Ayalon has emphasized several times in interviews with Arabic and other foreign media: "Israelis cannot blame the Palestinians for their resistance to the occupation, and if I were a Palestinian, I would fight endlessly against those who are looting my land".

Ayalon explained that, in 1948, Israel was established in the occupied Palestinian territories, which displaced hundreds of thousands of Palestinians. Israel later occupied more land and always rejected the establishment of an independent Palestinian state.

Ayalon also said: "Palestinians have lost their land. Therefore, when they ask me, what would you do if you were a Palestinian? In response, I say: If someone plundered my land, I would fight him without limit." He continued: "Palestinians consider themselves a single nation, but one of our troubles is that we see them as individuals, some of whom are good and some who are bad."

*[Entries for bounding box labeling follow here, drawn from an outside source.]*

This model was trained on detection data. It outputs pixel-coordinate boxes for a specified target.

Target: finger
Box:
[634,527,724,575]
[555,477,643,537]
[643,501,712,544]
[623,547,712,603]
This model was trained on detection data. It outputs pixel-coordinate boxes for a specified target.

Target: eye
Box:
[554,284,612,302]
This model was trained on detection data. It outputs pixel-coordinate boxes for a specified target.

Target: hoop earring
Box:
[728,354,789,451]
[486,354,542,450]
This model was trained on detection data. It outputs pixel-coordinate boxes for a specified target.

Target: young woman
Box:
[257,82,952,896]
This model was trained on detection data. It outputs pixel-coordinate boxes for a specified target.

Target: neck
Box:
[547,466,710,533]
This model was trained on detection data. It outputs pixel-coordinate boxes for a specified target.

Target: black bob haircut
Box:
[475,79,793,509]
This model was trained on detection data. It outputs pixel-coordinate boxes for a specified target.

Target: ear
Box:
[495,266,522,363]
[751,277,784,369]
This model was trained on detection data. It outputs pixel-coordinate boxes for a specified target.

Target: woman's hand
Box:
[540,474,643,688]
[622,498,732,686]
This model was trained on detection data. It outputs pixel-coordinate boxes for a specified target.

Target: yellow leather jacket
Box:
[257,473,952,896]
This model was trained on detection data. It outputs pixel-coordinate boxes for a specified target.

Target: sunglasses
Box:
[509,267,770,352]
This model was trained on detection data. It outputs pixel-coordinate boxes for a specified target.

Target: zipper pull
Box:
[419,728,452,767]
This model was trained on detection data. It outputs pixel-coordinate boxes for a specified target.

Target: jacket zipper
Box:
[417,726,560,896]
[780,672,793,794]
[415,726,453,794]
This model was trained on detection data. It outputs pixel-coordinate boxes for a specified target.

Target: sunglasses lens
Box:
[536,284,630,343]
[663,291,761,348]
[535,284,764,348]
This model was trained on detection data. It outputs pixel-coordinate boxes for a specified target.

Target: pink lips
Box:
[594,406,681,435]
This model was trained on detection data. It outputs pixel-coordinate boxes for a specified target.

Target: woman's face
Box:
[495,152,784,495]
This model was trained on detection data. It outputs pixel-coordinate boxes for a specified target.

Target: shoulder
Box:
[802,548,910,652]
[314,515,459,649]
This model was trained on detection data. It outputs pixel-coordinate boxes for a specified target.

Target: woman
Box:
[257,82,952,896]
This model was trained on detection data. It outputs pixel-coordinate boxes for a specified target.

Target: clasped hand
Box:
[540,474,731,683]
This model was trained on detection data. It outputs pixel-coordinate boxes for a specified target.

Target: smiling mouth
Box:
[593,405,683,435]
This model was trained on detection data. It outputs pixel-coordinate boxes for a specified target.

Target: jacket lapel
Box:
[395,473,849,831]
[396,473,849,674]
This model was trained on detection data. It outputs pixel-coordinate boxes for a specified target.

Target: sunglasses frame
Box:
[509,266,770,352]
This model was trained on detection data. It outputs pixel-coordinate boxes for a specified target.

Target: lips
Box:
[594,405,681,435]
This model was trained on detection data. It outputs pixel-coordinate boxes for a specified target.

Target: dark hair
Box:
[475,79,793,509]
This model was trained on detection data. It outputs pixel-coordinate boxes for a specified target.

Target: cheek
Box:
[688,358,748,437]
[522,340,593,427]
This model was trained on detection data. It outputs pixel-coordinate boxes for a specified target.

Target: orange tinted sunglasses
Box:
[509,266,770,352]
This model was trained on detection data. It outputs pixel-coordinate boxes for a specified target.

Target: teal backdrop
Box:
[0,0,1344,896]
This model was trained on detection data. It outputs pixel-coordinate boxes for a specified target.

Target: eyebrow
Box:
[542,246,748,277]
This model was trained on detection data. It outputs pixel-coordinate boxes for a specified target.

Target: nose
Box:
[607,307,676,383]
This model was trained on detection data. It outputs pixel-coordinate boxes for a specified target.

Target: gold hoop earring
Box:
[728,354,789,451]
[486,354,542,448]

According to report of Al Jazeera Mubasher, he said: "If he were a Palestinian, he would fight a "borderless" battle against those who occupied his land".

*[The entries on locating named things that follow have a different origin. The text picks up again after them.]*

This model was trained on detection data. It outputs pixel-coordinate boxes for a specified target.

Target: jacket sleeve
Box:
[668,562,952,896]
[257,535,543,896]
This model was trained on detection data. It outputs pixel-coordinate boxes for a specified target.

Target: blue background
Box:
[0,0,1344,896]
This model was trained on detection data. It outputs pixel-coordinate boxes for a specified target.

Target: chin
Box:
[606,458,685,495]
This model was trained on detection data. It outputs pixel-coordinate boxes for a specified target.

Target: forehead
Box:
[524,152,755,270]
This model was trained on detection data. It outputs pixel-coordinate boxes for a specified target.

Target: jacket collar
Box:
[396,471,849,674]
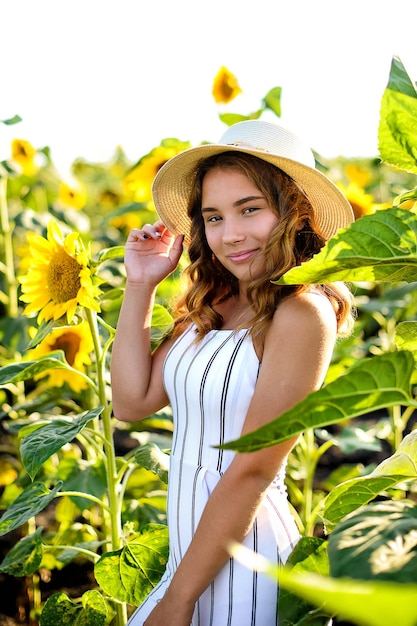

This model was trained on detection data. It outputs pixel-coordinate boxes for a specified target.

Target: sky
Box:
[0,0,417,178]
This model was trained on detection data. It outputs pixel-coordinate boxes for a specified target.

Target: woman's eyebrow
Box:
[201,196,265,213]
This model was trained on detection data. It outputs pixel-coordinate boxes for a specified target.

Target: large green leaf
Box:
[323,475,410,533]
[278,208,417,285]
[323,430,417,532]
[328,500,417,580]
[232,545,417,626]
[221,350,417,452]
[20,407,103,480]
[0,481,62,536]
[378,57,417,173]
[94,524,168,606]
[39,590,107,626]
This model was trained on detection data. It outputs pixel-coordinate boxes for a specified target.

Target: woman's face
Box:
[201,168,279,282]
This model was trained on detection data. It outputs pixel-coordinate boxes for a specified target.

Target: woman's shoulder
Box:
[268,290,337,336]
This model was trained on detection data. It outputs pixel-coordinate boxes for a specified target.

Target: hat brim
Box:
[152,144,354,246]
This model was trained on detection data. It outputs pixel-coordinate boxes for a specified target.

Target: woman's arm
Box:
[145,294,336,626]
[111,222,182,421]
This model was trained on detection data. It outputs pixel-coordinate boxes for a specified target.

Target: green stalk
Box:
[0,178,19,317]
[85,308,127,626]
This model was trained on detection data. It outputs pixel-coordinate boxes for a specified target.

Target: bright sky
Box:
[0,0,417,177]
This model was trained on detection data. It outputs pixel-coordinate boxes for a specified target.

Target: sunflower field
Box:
[0,57,417,626]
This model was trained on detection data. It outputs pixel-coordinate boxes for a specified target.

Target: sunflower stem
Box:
[0,177,19,317]
[85,308,127,626]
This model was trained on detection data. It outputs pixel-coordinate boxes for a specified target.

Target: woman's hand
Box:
[125,221,183,285]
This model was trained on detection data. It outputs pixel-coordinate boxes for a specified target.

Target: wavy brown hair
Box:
[174,152,353,337]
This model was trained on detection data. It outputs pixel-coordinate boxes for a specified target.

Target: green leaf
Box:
[135,442,169,483]
[63,460,107,511]
[378,57,417,173]
[372,430,417,478]
[219,351,417,452]
[0,481,62,536]
[278,537,331,626]
[278,208,417,285]
[328,500,417,580]
[0,527,43,576]
[20,407,103,480]
[279,568,417,626]
[0,115,22,126]
[94,524,168,606]
[323,474,404,533]
[394,322,417,361]
[28,320,57,348]
[39,590,107,626]
[264,87,282,117]
[387,56,417,98]
[0,350,69,385]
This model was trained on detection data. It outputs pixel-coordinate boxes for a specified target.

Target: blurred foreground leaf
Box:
[278,208,417,285]
[378,57,417,174]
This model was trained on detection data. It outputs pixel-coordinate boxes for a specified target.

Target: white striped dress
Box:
[128,326,299,626]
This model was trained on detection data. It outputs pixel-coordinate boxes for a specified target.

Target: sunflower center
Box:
[47,250,82,302]
[51,332,81,365]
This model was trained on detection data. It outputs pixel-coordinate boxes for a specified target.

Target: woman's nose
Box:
[223,220,245,243]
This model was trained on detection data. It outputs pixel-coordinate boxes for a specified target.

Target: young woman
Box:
[112,121,353,626]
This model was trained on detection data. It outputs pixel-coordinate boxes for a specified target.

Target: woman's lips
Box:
[227,250,257,263]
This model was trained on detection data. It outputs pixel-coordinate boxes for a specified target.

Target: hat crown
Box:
[219,120,315,168]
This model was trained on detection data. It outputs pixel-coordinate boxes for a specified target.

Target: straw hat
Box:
[152,120,354,245]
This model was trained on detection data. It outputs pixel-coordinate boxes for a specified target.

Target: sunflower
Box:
[19,220,100,323]
[27,322,94,392]
[58,182,87,210]
[123,139,190,202]
[12,139,39,176]
[337,183,391,220]
[212,65,242,104]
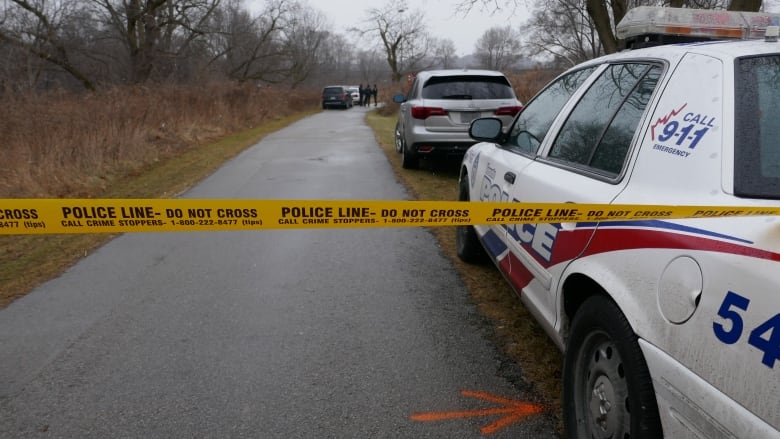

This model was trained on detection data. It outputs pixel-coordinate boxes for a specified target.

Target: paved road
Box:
[0,107,555,438]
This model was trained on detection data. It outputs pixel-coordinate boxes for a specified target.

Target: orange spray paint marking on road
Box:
[411,390,544,434]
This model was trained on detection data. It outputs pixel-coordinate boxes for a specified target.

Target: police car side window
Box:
[507,67,596,154]
[549,63,661,176]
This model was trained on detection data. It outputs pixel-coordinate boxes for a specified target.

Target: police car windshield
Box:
[734,55,780,199]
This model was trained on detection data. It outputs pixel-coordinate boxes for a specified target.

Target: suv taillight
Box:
[412,107,447,119]
[493,105,523,117]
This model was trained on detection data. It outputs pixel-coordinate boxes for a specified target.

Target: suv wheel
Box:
[563,296,663,439]
[455,174,487,264]
[395,123,404,154]
[401,141,420,169]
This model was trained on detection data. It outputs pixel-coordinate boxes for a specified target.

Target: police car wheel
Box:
[455,176,487,264]
[563,296,663,439]
[395,124,404,154]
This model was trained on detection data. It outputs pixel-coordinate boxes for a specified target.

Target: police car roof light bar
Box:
[616,6,780,42]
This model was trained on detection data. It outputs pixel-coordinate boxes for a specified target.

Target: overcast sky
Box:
[244,0,529,56]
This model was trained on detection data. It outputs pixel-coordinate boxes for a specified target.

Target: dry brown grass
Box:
[367,111,563,428]
[0,84,319,198]
[0,85,319,308]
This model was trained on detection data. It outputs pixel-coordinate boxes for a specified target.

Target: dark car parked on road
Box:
[322,85,352,110]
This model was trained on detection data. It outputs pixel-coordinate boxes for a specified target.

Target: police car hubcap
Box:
[582,337,629,437]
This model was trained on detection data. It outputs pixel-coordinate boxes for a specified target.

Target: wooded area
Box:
[0,0,762,93]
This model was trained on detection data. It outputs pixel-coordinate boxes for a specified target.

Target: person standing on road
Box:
[360,83,371,107]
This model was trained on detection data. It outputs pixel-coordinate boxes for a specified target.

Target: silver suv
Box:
[393,69,522,169]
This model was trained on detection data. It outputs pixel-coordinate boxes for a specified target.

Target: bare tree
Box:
[458,0,762,53]
[355,0,430,82]
[474,26,522,70]
[0,0,95,90]
[90,0,220,83]
[525,0,604,68]
[204,0,330,85]
[432,38,458,69]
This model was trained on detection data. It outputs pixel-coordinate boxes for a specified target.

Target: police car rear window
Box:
[422,75,515,99]
[734,55,780,199]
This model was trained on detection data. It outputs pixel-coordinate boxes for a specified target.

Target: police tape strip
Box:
[0,199,780,235]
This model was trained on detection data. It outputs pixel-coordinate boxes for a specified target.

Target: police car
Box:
[457,7,780,439]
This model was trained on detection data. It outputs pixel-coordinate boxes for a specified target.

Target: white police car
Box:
[457,8,780,439]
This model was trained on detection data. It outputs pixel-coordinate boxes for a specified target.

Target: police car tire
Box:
[455,175,487,264]
[395,124,404,154]
[563,296,663,439]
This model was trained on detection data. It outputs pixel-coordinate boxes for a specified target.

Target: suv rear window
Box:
[422,75,515,99]
[734,55,780,199]
[322,87,344,95]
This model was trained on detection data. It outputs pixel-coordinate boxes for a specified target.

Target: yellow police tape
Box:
[0,199,780,235]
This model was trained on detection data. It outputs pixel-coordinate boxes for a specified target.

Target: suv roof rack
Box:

Ayalon also said in an interview with the Hebrew newspaper Maariv: "They (Palestinians) have lost their land, so when people ask me: What would you do if you were a Palestinian? I say: If a person comes and takes my land, the land of Israel, as a hostage, I will fight him without limits". Ayalon continued: "We think that if we provide them with ways of livelihood and food for their children, the problem will be solved, but it is not the case. They are willing to kill and be killed, but not for food. They say we need the end of occupation and return of our independence." "Ayalon" clarified: "They (Palestinians) do not want what we propose. They only care about the formation of a Palestinian state."

Ayalon, who was a former member of the Knesset, added: "In 1923, Ze'ev Jabotinsky wrote the essay "Iron Wall". He says the same thing as me. He says: 'We cannot blame Palestinians. Their land has been taken away and they will fight with us'."

Earlier, Ayalon, in response to a question about the situation of Palestinians who are exposed to Israeli attacks, said: "This is the life of people who have dream of freedom but cannot see it. Whether we like it or not. 'We control the lives of millions of people'." Ayalon also stressed: "The only way the Israelis will achieve security is when the Palestinians have hope."